I had a very nice long weekend. For once, it didn’t seem too short. Even three-day weekends are too short sometimes. I got some stuff done and watched lots of Ren and Stimpy, and had fun at the cookout last night. I feasted on goat cheese and many different kinds of salad and burgers and fruit. It was all good. We juggled (I’m really bad at spinning plates) and tried to catch butterflies (not very succesfully).

I want coffee. :frowning: I’m trying to give up coffee, because I don’t sleep very well if I drink coffee, but today I’m really craving a nice big cup of coffee. It feels like Monday.

Well, my kids will tell you that summer starts before the end of school (in mid May) and does not end until well after school restarts (in early August). If school here was only when there was no summer then our local kids would be even less educated than they are now. I mean, what kind of education can you get in a couple months?

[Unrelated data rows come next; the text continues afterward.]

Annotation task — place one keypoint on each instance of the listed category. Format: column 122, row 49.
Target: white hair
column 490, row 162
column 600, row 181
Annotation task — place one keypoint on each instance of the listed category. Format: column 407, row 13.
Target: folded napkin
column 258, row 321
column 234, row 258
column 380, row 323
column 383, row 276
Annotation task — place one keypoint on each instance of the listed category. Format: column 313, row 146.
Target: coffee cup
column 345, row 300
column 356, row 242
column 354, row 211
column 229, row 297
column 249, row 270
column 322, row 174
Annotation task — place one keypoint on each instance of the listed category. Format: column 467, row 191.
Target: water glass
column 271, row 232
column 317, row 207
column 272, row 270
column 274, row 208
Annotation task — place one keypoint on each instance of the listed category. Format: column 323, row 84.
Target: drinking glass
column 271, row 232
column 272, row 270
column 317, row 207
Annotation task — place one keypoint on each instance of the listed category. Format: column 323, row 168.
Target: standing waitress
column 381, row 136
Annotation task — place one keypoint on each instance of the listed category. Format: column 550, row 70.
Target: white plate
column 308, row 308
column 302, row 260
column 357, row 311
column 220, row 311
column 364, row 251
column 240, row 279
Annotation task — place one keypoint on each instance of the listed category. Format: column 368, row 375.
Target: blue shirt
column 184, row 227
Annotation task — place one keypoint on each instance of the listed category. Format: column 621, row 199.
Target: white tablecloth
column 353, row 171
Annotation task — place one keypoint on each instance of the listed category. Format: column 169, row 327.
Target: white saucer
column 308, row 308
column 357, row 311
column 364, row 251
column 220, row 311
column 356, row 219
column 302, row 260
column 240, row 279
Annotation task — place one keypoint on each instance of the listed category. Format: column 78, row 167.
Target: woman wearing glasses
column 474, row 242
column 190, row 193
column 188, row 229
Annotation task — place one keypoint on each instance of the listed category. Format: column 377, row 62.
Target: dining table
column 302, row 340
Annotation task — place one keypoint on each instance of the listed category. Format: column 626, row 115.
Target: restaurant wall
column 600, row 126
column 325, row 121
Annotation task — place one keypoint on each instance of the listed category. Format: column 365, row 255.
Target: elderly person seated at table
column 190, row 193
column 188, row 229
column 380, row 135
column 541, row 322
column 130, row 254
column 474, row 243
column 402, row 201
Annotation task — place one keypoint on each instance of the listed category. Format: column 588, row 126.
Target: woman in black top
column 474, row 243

Well now, I don’t cotton to them weird, new-fangled school calendars. (Hmmmph, startin’ school in August. How’s a body 'spected to git the crops in with the young’uns all in school?)

Must … resist… urge … to… go…

Sorry, I tried.

I can steer a canoe. It’s those Canadian Powers. I rarely tip over, too, because my hatred of fish and leeches is greater than any canoe tippyness. I can also make very good s’mores and sing Land of the Silver Birch in Ojibway. Annoying Campfire Songs are an Important Part of our Heritage.

Any typos are because Bailey is sitting on my right arm.

Time to run off and do laundry.

The strawberry harvest starts in February. Oranges are ripe in December or later. Tourist harvest is from Thanksgiving until Easter. Alligator harvest is all year round. Fish run at different times, depending on the fish. I think Lobster season starts in October, and Stone Crabs are sometime after that. Of course Oysters are any month with an “R”.